The benefits of being a macro photographer
You don’t have to travel far for macro
Macro subjects are everywhere. You can find them at the local parks, in your own yard and even inside your home. I have four great parks within 20 minutes of my house, and probably sixty percent of my images are photographed in those parks. A few of my best selling images were shot in my backyard. Most people have flower gardens in their yard, so they can walk outside their home and shoot.
This close convenience saves on fuel, wear on our vehicles and time when we just have an hour or two available. In the winter here in Michigan, I do most of my shooting indoors. I buy flowers from the local florist and also go online to order from websites that sell feathers, mounted butterflies, sea shells, and slab agates, all of which can be arranged into artistic compositions.

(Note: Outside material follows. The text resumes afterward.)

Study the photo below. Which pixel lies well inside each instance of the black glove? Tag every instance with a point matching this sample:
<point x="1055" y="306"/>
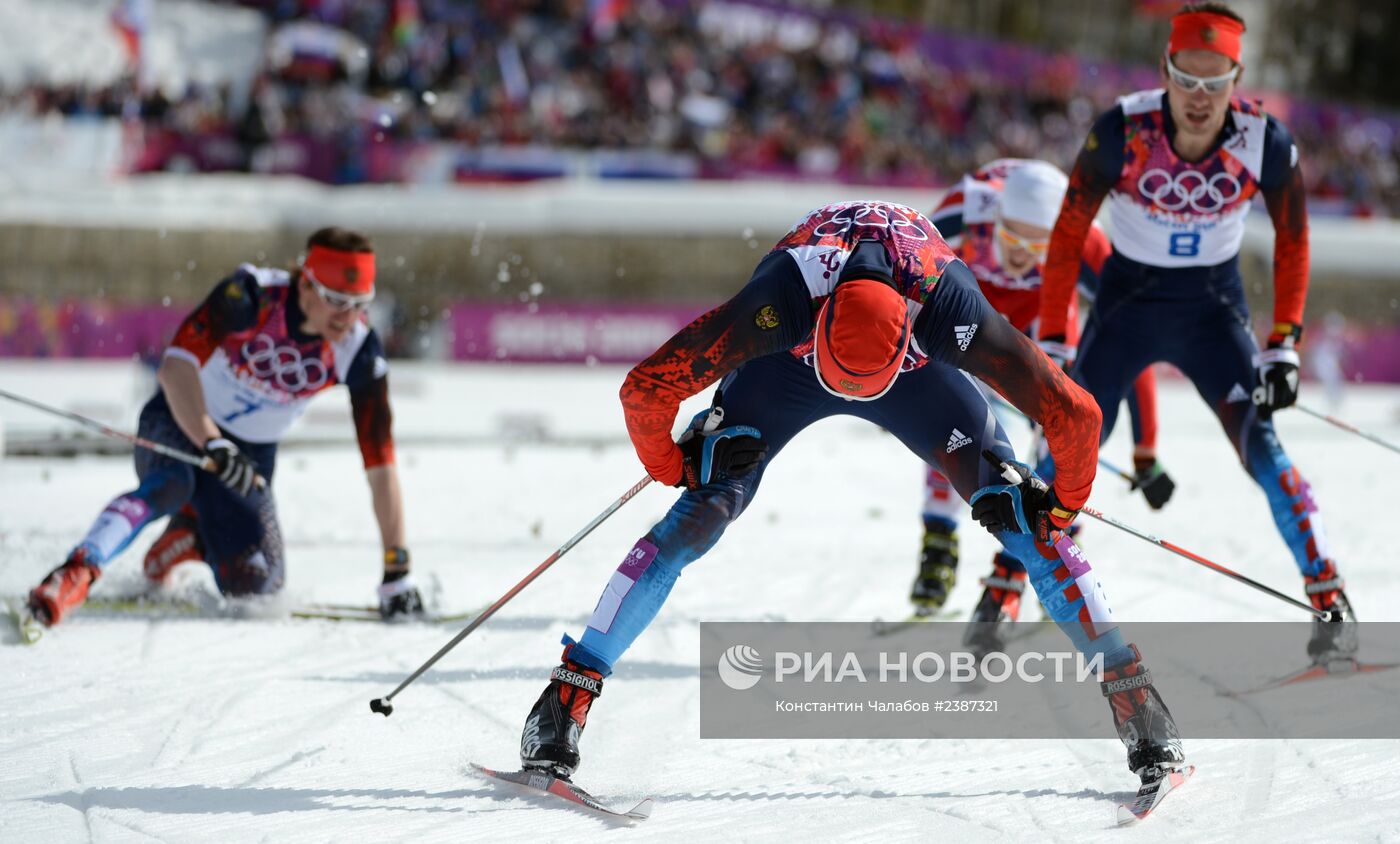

Subject matter changes every month
With the four seasons, we have an ever-changing environment month by month and sometimes day by day. I can revisit the same areas every couple of weeks and find new subjects. It is a constant cycle as nature transitions from life to death. Depending on where you live, your seasons may vary and the environment may be totally different from the rest of the country. Learn about the subjects and life cycles of the plants and critters in your area, and make sure you are in the field when subjects come into season.
Shoot any time of day
Landscape and wildlife photographers have limited control over lighting and tend to shoot in the early morning and late evening which offer the best light. Because of the small subjects macro photographers work with, we have the ability to control our light by using diffusers and reflectors, so we can shoot any time of the day. I carry a 12″ diffuser which I use to control harsh overhead light from hitting my subjects, and a 12″ silver/gold reflector for bouncing light into shaded areas of a subject. I will occasionally hand hold a special LED box light that is tuned for daylight to add light where needed.
One of the challenges for a macro photographer is working with depth of field. Because we are shooting very close to our subjects, the depth of field is very shallow causing out of focus areas in our photos. The closer we get to the subject, the less that will be in focus. We can use this shallow depth of field to our advantage in creating artistic compositions. If you like soft focus dreamlike images, shoot in the lower f/stop range and use this shallow depth of field to produce some beautiful artwork. If you have a subject with interesting lines and textures, you can set your f/stop to the highest numbers in order to bring everything into focus. We have the ability to cause everything in an image to be in focus as well as to use a more shallow focus range for creative effect.
Your own personal art
The ability to create personalized art is an important benefit. Every image on my website is an original. These subjects were present for only a brief moment in time, until the environment erased them forever. None of my images can be reproduced again because the subjects do not exist anymore. Mountains, rivers, and lakes exist day after day and can be photographed over time by many photographers. Because my subjects have been eliminated by Mother Nature, the photographic images now exist as my own originals.
Each year, more and more photographers discover the benefits of macro. The internet has allowed us to display our images on the many websites geared to nature photography; macro is growing and becoming a very popular pastime. Take some time and explore all the local parks and your own backyard. Enjoy the fun and unique experience that macro photography provides.